Some sources blame Virgin Money’s ban on credit card crypto purchases for this decline, while others consider the bans a sensible move, though admitting it will do little to impact the overall value.

If the impact larger-scale bans had on values, it is understandable why many high-rolling investors may be frustrated by the decision. South Korea’s temporary nationwide ban on crypto trading, for instance. Bitcoin’s value only went back up again when the Korean government changed their mind.

Incoming Crypto Regulations – Are the bans the first step

While the ban is in place to coincide with incoming regulations on cryptocurrency trading, which have been a hot topic for quite some time, some countries are not enforcing a credit card ban. Instead, they are hoping the regulations soon to be in place will be the full solution.

India is one such country. Their second-largest credit card distributor SBI has not banned their customers from using their cards for cryptocurrency purchases, instead issuing a warning regarding the risks of the market.

It may be a drive to build a bigger customer base since this announcement came just shortly after Citi India imposed a ban on their own credit cards.

How to get around the bans

Bans, like laws and rules, are often there (not necessarily by design) to be loopholed around. So how will the crypto smart alecks get around this credit card ban?

One option, as in India, is the proposal to make Bitcoin purchases overseas instead, where the bans are not in place, and the regulations remain lax. As the hold on cryptocurrency grows tighter regarding bans and regulations, just watch the overseas markets go up.

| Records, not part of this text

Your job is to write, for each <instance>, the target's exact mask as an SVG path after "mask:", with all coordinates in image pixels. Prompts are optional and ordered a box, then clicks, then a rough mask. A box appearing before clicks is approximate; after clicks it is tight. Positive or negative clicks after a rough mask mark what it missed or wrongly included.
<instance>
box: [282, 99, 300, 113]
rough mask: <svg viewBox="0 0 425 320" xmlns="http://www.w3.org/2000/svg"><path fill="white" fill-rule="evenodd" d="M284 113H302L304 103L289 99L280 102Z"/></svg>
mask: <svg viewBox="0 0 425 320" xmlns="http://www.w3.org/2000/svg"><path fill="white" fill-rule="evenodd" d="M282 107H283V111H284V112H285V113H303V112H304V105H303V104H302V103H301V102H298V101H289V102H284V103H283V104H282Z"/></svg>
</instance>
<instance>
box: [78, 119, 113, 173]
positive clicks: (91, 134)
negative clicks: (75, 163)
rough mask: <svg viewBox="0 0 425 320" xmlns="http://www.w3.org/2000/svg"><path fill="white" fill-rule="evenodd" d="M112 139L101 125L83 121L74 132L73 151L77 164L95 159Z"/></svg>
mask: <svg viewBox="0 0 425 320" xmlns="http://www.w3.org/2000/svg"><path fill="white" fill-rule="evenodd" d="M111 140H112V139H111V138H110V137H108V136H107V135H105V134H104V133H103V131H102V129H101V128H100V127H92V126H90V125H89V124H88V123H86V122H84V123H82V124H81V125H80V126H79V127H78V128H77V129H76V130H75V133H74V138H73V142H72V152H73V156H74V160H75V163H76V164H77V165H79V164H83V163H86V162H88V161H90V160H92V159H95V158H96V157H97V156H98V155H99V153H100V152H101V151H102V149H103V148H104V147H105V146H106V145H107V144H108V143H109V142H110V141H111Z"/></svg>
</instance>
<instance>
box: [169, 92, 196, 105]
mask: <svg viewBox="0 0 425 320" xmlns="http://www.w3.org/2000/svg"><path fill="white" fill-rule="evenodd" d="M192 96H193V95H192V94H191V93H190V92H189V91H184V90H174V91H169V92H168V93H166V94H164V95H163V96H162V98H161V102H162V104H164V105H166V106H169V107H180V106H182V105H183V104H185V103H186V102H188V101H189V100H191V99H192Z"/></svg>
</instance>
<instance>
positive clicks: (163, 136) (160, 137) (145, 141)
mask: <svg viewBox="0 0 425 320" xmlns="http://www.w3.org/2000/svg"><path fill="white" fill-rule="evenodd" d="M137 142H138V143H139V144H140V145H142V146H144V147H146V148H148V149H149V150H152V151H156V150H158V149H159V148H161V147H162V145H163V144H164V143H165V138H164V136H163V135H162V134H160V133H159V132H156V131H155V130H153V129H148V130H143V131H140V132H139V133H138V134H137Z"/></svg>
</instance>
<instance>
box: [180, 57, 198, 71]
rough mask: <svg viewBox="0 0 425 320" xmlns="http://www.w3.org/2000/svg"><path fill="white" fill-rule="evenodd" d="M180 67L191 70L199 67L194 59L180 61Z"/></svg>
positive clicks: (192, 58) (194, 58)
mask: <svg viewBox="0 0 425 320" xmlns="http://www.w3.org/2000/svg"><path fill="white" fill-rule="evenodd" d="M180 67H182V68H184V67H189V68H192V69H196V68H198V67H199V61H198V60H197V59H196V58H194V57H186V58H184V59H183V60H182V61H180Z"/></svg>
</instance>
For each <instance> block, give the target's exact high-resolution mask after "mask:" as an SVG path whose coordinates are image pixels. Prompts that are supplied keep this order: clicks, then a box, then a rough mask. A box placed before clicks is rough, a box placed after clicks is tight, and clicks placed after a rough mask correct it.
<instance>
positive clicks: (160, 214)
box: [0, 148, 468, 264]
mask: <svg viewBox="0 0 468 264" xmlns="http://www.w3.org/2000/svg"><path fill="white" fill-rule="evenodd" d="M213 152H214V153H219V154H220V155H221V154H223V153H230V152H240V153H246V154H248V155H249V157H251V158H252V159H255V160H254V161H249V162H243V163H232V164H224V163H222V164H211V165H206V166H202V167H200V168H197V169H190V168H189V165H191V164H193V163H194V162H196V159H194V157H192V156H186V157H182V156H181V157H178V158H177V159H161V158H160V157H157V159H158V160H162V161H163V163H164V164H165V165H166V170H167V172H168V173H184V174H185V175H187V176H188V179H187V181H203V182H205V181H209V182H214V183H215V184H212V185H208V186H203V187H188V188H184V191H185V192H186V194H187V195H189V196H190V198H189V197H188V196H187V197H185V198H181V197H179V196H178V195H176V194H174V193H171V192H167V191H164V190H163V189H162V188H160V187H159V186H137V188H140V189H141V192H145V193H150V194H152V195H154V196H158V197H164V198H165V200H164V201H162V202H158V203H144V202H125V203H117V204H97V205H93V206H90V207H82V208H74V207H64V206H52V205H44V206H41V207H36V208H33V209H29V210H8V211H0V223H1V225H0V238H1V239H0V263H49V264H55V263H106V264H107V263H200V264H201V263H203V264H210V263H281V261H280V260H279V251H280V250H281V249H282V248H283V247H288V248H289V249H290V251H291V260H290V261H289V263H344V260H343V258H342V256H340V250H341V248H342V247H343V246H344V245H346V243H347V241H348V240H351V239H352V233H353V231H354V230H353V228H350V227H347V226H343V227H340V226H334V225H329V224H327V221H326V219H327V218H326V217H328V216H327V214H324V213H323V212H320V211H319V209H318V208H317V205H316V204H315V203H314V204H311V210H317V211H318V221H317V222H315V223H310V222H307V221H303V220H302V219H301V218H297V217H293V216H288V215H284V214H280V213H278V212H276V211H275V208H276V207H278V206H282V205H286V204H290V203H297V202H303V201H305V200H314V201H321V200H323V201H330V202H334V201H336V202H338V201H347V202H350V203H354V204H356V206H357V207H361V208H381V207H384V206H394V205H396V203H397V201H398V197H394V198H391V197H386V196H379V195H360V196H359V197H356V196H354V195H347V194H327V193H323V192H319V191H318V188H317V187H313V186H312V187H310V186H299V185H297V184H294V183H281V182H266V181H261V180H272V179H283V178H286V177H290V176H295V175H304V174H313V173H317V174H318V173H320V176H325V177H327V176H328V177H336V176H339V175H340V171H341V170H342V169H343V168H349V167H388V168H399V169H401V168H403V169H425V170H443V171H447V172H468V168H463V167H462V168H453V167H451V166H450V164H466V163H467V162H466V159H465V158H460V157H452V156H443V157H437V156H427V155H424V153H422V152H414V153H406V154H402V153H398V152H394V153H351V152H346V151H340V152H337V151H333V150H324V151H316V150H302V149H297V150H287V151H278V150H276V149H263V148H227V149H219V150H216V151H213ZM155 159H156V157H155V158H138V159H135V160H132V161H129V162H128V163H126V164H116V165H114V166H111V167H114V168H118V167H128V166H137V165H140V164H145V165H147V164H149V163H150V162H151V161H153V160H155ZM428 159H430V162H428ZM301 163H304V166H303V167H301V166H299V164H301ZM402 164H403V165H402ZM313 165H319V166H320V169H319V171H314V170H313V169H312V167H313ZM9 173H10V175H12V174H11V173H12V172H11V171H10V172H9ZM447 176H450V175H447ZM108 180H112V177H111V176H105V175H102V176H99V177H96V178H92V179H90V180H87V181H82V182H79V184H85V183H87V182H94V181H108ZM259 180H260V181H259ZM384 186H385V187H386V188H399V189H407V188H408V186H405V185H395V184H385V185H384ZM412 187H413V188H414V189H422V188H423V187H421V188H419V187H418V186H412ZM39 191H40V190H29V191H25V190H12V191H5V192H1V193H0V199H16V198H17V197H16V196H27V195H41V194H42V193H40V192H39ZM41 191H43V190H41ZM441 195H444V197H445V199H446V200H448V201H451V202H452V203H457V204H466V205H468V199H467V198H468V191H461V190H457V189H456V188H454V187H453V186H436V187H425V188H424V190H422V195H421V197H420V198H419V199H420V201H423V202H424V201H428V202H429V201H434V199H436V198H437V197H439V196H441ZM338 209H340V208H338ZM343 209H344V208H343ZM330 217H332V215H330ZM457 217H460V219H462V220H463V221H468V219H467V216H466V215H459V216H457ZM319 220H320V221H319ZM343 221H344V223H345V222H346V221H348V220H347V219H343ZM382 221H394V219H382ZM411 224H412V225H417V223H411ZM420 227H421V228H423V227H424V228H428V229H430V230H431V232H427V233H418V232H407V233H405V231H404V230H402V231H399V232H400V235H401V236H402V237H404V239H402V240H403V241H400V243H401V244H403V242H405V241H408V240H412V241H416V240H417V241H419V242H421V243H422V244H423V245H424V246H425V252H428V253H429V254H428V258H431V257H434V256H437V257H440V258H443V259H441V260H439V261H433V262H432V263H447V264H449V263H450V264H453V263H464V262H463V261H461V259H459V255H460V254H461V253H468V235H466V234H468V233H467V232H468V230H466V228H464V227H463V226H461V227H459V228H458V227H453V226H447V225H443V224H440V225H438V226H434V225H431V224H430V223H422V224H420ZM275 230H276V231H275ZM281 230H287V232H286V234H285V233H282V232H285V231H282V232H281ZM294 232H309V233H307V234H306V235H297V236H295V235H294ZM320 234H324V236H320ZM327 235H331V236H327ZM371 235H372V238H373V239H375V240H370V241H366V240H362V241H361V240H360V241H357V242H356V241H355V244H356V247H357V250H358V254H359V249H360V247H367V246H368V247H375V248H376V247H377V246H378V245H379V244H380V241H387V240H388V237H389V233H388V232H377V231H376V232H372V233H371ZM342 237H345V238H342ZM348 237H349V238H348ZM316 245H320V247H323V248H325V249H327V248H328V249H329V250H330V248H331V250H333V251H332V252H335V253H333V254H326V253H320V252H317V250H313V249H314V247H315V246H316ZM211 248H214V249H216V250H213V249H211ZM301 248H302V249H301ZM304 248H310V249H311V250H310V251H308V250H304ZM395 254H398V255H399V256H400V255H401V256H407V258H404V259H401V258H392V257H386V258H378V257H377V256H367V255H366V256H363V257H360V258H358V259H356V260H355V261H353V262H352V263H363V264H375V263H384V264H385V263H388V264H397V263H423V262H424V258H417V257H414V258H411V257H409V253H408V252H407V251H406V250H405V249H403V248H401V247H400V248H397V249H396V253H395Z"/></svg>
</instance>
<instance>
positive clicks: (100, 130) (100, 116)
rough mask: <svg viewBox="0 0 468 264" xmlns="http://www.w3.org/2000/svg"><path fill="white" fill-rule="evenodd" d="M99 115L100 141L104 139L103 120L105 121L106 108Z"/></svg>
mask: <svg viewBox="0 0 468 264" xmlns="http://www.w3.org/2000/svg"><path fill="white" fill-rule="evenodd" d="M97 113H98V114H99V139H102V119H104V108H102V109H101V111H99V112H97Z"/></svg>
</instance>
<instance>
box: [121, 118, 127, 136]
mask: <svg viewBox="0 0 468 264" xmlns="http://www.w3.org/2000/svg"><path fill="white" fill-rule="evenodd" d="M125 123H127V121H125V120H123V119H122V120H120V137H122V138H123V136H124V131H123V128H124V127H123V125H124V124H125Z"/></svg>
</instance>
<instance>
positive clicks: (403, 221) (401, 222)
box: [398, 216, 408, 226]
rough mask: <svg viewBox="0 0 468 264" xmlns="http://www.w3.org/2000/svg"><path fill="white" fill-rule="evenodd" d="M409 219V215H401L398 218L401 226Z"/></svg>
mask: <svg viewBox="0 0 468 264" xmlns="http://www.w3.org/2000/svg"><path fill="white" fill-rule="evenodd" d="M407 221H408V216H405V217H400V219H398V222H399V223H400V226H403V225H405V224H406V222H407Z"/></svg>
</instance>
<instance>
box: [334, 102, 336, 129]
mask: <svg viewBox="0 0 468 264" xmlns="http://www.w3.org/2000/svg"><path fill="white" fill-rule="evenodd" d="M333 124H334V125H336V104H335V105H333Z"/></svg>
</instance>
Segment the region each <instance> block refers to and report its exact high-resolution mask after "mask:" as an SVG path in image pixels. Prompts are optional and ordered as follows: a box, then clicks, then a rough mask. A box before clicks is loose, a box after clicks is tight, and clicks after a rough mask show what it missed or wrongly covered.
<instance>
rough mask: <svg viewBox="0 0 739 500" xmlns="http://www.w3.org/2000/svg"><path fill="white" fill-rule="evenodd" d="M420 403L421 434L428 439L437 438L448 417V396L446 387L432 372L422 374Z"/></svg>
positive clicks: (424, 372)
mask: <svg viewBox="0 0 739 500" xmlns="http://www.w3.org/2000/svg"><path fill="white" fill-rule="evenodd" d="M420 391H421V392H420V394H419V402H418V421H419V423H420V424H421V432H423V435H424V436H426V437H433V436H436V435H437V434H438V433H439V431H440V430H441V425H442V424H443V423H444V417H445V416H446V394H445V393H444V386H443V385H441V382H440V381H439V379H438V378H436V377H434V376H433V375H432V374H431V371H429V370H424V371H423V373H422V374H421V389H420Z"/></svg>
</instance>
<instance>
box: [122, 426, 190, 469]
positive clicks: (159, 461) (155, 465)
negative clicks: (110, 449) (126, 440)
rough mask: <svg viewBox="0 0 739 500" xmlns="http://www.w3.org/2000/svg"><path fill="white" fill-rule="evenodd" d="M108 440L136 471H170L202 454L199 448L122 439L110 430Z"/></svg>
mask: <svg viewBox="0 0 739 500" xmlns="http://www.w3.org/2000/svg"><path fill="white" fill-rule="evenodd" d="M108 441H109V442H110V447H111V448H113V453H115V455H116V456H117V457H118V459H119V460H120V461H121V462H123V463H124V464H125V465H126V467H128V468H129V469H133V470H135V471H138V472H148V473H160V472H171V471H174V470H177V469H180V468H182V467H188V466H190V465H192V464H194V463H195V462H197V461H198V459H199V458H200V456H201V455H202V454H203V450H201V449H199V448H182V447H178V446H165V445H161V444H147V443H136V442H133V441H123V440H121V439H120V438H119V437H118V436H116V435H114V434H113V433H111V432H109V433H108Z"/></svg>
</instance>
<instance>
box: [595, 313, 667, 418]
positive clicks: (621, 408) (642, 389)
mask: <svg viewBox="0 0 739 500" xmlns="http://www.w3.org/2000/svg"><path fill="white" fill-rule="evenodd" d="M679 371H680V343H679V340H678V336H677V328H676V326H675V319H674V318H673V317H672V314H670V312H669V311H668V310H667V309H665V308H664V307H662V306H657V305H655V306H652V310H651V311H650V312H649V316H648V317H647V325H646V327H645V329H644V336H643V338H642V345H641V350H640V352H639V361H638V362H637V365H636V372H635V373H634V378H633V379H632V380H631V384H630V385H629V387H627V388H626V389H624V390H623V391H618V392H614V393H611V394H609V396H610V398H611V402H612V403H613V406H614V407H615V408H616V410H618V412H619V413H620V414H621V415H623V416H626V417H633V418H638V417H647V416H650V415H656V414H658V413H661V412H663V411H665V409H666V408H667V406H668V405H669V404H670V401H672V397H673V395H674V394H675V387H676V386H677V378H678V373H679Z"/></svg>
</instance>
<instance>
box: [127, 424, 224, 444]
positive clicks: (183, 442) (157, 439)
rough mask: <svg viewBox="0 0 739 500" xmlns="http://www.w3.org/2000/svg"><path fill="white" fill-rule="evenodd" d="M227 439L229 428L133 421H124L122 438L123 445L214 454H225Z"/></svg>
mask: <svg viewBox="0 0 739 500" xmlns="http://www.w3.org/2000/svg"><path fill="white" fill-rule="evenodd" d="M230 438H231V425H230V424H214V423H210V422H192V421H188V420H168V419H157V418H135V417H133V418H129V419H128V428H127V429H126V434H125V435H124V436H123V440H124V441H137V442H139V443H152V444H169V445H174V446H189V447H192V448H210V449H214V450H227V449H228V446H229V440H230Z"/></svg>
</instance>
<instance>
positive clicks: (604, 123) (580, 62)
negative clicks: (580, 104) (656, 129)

From the look of things, in the long run, some investors will be glad the decision has been made. It may take a while, but when the new stories start rolling in of bankruptcy and destitution brought about by an unpayable credit card debt, investors that are poor with managing credit cards will be glad of the decision.

However, people who love having control over their own money will continue venting their frustrations against banks. Some may move funds to other banks just to maintain their ability to use their money as they want to. Whichever the case, invest wisely. Don’t be too far out of your depth and use a trustworthy exchange.